COVID-related myocarditis also tends to be more severe than the vaccine-associated form. Infection-triggered cases more frequently involve significant drops in heart pumping function and longer recovery times. So while the vaccine does carry a small myocarditis risk, it simultaneously reduces exposure to a much larger one.
Vaccine Type Matters
The myocarditis signal has been strongest with mRNA vaccines, but it is not exclusive to them. Analysis of a global safety database containing over 33 million reports found that the Novavax protein-based vaccine showed a similar elevated signal for heart inflammation as the mRNA vaccines. This was initially surprising, since Novavax uses a different technology, delivering the spike protein directly rather than instructing cells to make it. The finding suggests that the spike protein itself, rather than the mRNA delivery system alone, plays a role in triggering heart inflammation.
Among the mRNA vaccines specifically, Pfizer showed a higher disproportionality signal than Moderna in global safety databases, though in absolute numbers Moderna produced more cases per million doses in younger adults. These differences likely reflect the different dose sizes, dosing intervals, and populations who received each vaccine.
What This Means Practically
If you are a young male (under 30) considering an mRNA COVID-19 vaccine, myocarditis is a real but uncommon risk that peaks after the second dose. The risk translates to roughly 1 in 13,000 to 1 in 25,000 depending on your exact age, and the overwhelming majority of cases resolve fully.

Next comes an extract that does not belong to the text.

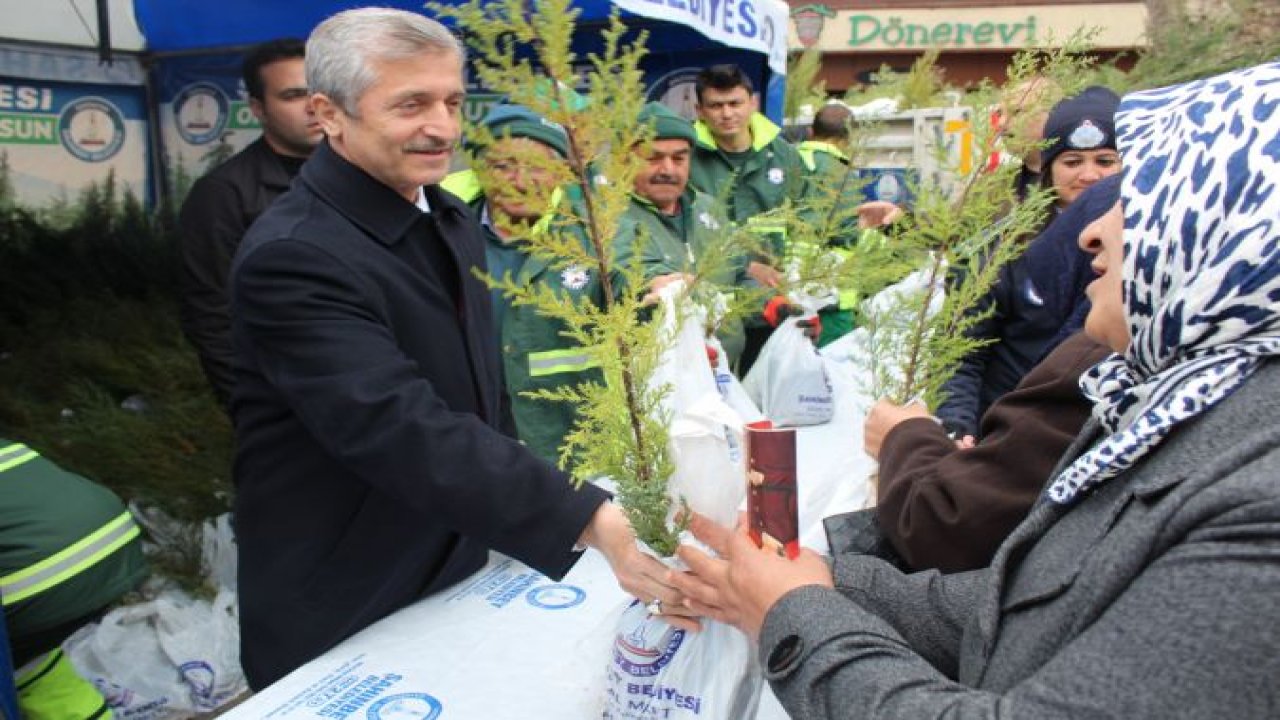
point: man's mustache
(429, 145)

If you have already had myocarditis after a COVID-19 vaccine dose, health authorities generally recommend against receiving additional doses of the same vaccine type.
For women, older adults, and children under 12, the myocarditis risk from vaccination is substantially lower and remains far below the cardiac risks posed by COVID-19 infection. Regardless of demographic group, anyone who develops new chest pain, shortness of breath, or a pounding heartbeat in the week following a COVID-19 vaccine should seek prompt medical evaluation.